Role: GPU Software Engineer/GPU Architect
Location: San Jose, CA – Onsite
Duration: 6+ Months Contract (potential conversion)
Pay Rate: $90 t0 $100
Overview: We’re looking for a strong GPU Software Engineer/GPU Architect to join a high‑impact engineering team working on next‑generation AI, GPU, and semiconductor technologies. This role focuses on GPU kernel development, memory architecture, and integration with modern inference systems such as vLLM and SGLang. You’ll work onsite in San Jose, collaborating closely with a team of engineers building high‑performance GPU‑accelerated systems.
- Develop and optimize CUDA/ROCm kernels for AI workloads
- Work with HBM, memory hierarchy, thread scheduling, and P2P communication
- Integrate GPU kernels with vLLM, SGLang, and other inference servers
- Build high‑performance components in C++ and Python
- Support AI frameworks such as PyTorch and TensorFlow
- Optimize multi‑GPU scaling, KV‑cache, and attention kernels
- Profile and debug GPU workloads using Nsight, rocprof, etc.

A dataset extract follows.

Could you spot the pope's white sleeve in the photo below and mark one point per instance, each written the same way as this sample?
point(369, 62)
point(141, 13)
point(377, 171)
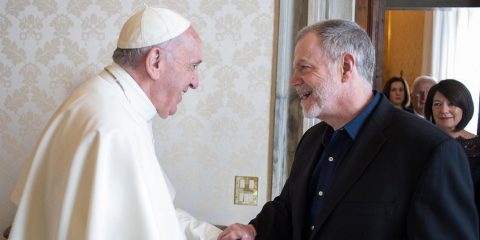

- Collaborate with cross‑functional GPU, AI, and semiconductor teams
Required Skills:
- Strong experience with CUDA, ROCm/HIP, OpenCL, or MPI
- Deep understanding of GPU architecture, HBM, memory models, and thread hierarchies
- Hands‑on experience with AMD/NVIDIA GPU software stacks
- Expert‑level C++ and Python
- Experience with PyTorch or TensorFlow
- Experience with vLLM, SGLang, or similar inference systems
Preferred Skills:
- RDMA, RoCE, InfiniBand, or Infinity Fabric
- Distributed inference/training or HPC experience
- Semiconductor or hardware‑adjacent experience